2013 Ranking of State Animal Protection Laws Released

As Legislative Session for 2014 begins, the Humane Society of the United States would like to celebrate the Animal Protection laws passed in 2013 to help animals in West Virginia.

We would also like to thank the many legislators who made laws to regulate “puppy mills” and to fund spay/neuter programs a reality for the Mountain State. For their efforts in working on legislation to benefit animals four legislators were presented with “Humane Legislator of the Year” awards by the Humane Society of the United States: Senator John R. Unger II (D-Berkeley), Senator William R. Laird IV (D-Fayette), Speak of the House Tim Miley (D-Harrison), and Delegate Mike Manypenny (D-Taylor).

In the fifth annual “Humane State Ranking” report released by The Humane Society of the United States, California held onto first place while South Dakota has the weakest animal protection laws in the nation. West Virginia was the most improved state, leaping ahead in the ranks by passing laws to regulate puppy mills and support spay/neuter programs. The comprehensive analysis of animal protection laws in all 50 states and Washington, D.C., grades states on the strength of a wide range of animal protection laws, including policies dealing with animal cruelty and fighting, pets, wildlife, equines, animals in research, and farm animals..

Use our interactive map to see how your state ranks. Wayne Pacelle, president and CEO of The HSUS, said: “Animal protection is a core value of our society, and the states’ laws must reflect this sensibility. We applaud all the states that passed important protections for animals last year, and urge lawmakers to continue making animal issues a priority in 2014, especially the states that are lagging.”

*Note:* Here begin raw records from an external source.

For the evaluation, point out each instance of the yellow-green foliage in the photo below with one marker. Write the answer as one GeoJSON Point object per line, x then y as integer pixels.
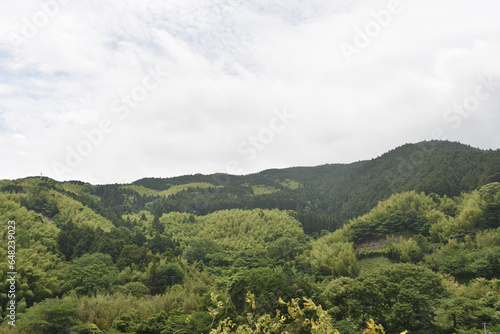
{"type": "Point", "coordinates": [488, 238]}
{"type": "Point", "coordinates": [234, 231]}
{"type": "Point", "coordinates": [406, 251]}
{"type": "Point", "coordinates": [263, 190]}
{"type": "Point", "coordinates": [137, 216]}
{"type": "Point", "coordinates": [170, 191]}
{"type": "Point", "coordinates": [332, 258]}
{"type": "Point", "coordinates": [39, 269]}
{"type": "Point", "coordinates": [141, 190]}
{"type": "Point", "coordinates": [69, 209]}
{"type": "Point", "coordinates": [294, 185]}
{"type": "Point", "coordinates": [175, 189]}
{"type": "Point", "coordinates": [468, 217]}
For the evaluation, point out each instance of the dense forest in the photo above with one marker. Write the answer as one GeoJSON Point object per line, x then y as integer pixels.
{"type": "Point", "coordinates": [410, 239]}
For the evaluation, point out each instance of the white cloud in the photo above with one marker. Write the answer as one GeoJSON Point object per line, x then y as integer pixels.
{"type": "Point", "coordinates": [228, 65]}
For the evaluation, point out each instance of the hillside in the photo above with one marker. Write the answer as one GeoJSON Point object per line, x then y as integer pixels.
{"type": "Point", "coordinates": [414, 243]}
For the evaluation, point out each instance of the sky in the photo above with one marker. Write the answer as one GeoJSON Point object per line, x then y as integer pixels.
{"type": "Point", "coordinates": [111, 91]}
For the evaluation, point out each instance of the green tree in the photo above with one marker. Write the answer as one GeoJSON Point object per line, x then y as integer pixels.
{"type": "Point", "coordinates": [90, 274]}
{"type": "Point", "coordinates": [401, 296]}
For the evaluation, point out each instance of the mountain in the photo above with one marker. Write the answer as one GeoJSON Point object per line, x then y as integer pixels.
{"type": "Point", "coordinates": [322, 197]}
{"type": "Point", "coordinates": [341, 191]}
{"type": "Point", "coordinates": [410, 238]}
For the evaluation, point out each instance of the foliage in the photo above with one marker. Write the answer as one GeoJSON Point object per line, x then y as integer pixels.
{"type": "Point", "coordinates": [91, 274]}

Other top states are Oregon, which moved up to second place this year by passing laws to ban horse tripping and place limits on chaining dogs outside; Illinois (third place) for passing a pet lemon law to protect consumers from buying sick puppies at pet stores; Massachusetts (tied for fourth place); and New York, which jumped from seventh to tie for fourth for passing a ban on shark fin products and outlawing captive hunts from stocking invasive wild pigs.

South Dakota earned the lowest score (51st place), partly because it is the only state without a felony-level penalties for malicious cruelty. Other states near the bottom include Idaho and Mississippi (both tied for 49th place), North Dakota (48th place) and Alabama and South Carolina (both tied for 46th place).

In 2013, The HSUS helped pass 107 new laws and regulations to protect animals and helped to defeat a number of harmful measures such as “ag-gag” laws that would suppress whistleblowers at industrial factory farms.

The ranking was based on 75 different animal protection issues in 10 major animal protection categories including: animal fighting; animal cruelty; wildlife abuse; exotic pets; companion animals; use of animals in research; farm animals; fur and trapping; puppy mills, and equine protection.